Marci talked about the Holy Cross Church in Pfeifer in Ellis County, a building that has been closed as a church, but the community keeps it open to the public because they’re proud of it.

“It’s just beautiful,” Marci said. “It’s called the ‘two-cent church.’ It was built in 1918 and every farmer was charged two cents per bushel of wheat to pay for it.”

“Our work with the Kansas Sampler Foundation has shown us that there’s an audience that loves these small and interesting things around the state,” Marci said. She mentioned the Kansas Explorers Club, a group of people who revel in these often-unrecognized treasures.

I visited with Marci and WenDee about their next book, an update to the 2005 Kansas Guidebook for Explorers.

Marci visited the 627 incorporated towns in the state and compiled that 2005 guidebook about things to see and do and eat in Kansas. In the intervening years, businesses have closed and have opened, and fans have requested an update.

Over the next couple of years, Marci and WenDee will be visiting 626 incorporated towns (we’re down one town, Treece, in southeast Kansas). They will research cafes, small town museums, and odd “explorery things,” as Marci likes to call them.

They started this new adventure in June in a vehicle dubbed ERV, Explorer Research Voyage. Midway Motors of south central Kansas provided the car.

“We’re looking at even deeper layers than we did before,” Marci said.

WenDee said that in Linn County they came across a hand-made sign which noted the birthplace of Enos Mills, the Father of Rocky Mountain National Park.

In Geary County they were inspired to track down a nearby Indian monument. “We were eating at Stacy’s, which is in an old Valentine diner in Grandview Plaza, and saw a picture of it under the glass on a table top,” Marci said.

With some help, they located the statue. “It’s an Indian monument on a hill,” she said. “It was put up in 1920 in a pasture that doesn’t have a fence. It’s been vandalized and is in pretty poor condition. A man had put it up there to honor the Indians.”

“It’s a concrete statue and you can see the rebar and red paint (from the vandalism) and it’s almost symbolic of what (the Indians) have been through. And because it’s in a remote area, it was one of those things that was kind of goosebumpy,” she said with a smile.
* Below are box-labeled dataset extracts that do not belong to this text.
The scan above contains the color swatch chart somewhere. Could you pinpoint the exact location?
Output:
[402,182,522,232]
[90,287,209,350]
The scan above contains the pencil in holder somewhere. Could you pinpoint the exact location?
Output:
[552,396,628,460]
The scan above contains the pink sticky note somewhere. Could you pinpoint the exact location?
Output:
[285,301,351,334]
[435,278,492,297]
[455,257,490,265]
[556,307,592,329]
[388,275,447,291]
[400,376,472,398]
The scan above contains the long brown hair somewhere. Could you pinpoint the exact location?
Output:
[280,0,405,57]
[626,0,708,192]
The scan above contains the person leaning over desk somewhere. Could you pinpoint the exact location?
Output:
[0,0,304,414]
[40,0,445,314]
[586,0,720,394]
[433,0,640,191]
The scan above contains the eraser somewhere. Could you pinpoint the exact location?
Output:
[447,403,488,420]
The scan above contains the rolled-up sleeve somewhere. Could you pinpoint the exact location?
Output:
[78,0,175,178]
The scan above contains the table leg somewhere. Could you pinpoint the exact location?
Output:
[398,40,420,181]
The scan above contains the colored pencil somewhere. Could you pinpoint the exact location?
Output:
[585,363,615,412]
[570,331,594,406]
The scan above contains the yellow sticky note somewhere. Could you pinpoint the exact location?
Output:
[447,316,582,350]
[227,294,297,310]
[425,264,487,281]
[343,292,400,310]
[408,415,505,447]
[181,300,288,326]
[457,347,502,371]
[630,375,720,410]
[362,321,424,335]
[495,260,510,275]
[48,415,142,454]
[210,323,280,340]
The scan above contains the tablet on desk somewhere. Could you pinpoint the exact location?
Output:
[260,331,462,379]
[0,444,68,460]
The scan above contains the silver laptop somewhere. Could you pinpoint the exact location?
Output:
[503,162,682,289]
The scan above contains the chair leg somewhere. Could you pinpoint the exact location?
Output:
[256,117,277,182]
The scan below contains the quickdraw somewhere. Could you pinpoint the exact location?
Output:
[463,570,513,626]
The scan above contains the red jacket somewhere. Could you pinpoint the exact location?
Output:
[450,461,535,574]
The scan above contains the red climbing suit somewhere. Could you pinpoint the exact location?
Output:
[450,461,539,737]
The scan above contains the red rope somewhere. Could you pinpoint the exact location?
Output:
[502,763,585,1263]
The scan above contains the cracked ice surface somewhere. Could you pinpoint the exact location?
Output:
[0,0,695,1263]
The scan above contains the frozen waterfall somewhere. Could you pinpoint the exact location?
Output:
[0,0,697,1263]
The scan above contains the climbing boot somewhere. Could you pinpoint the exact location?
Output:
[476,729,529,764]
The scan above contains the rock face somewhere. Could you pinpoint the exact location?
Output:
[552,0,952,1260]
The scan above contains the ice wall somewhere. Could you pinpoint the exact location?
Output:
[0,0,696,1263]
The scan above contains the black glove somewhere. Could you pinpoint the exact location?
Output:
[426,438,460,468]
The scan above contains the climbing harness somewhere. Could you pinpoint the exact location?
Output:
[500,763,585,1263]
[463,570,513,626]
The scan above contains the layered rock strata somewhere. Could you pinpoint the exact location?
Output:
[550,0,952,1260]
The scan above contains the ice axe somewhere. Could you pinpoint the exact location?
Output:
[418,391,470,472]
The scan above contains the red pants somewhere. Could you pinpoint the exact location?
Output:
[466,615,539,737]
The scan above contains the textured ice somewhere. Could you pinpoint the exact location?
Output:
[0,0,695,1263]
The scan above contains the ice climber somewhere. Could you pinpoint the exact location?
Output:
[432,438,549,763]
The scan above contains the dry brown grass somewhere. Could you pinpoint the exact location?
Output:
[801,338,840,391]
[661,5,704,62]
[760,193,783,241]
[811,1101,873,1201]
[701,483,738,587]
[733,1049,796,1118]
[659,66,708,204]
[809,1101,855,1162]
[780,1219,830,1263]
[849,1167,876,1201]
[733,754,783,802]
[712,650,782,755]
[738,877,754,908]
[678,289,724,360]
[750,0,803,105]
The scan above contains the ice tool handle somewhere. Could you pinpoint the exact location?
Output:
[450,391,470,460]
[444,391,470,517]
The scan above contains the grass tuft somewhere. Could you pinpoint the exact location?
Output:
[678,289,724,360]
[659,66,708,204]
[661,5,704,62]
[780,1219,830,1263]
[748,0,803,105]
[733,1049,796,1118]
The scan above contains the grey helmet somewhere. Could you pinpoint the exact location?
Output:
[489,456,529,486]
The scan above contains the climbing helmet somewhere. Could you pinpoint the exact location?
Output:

I feel better about the state when I focus on the interesting and unusual things that Kansas offers. It helps that Marci and WenDee are unwavering in their efforts to find and hold up these good things for all of us to see.

Copyright 2012 ~ Cheryl Unruh

**Follow along with Marci and WenDee on the ERV blog.

**Check out the Support ERV page to learn how you can sponsor a day of research.



columns, Kansans, Kansas Explorers, life on the ground, other people's stuff, small towns, traveling

  1. heineken160
    September 25th, 2012 at 21:21 | #1

    Sorry I couldn’t attend the Kansas Book Festival this year. Last year was absolutely great because two of my friends, Beveley Buller and CHERYL UNRUH, received the 2011 honor.

    Marci and WenDee are helping to let Kansans rediscover Kansas. This is good.

  2. cheryl
    September 25th, 2012 at 21:44 | #2

    Thanks, Roger. 🙂

  3. Wendy Devilbiss
    September 26th, 2012 at 09:01 | #3

    Thanks for the tune-up! Kansas is a wonderful place; blessed to have people like you who show us!

  4. Greenseeds
    October 1st, 2012 at 08:35 | #4

    Love following the ERV team! I’ve been jotting down a list of new places to explore in KS. Forgotten about Enos Mills birthplace, will have to check that out. Thanks for the article.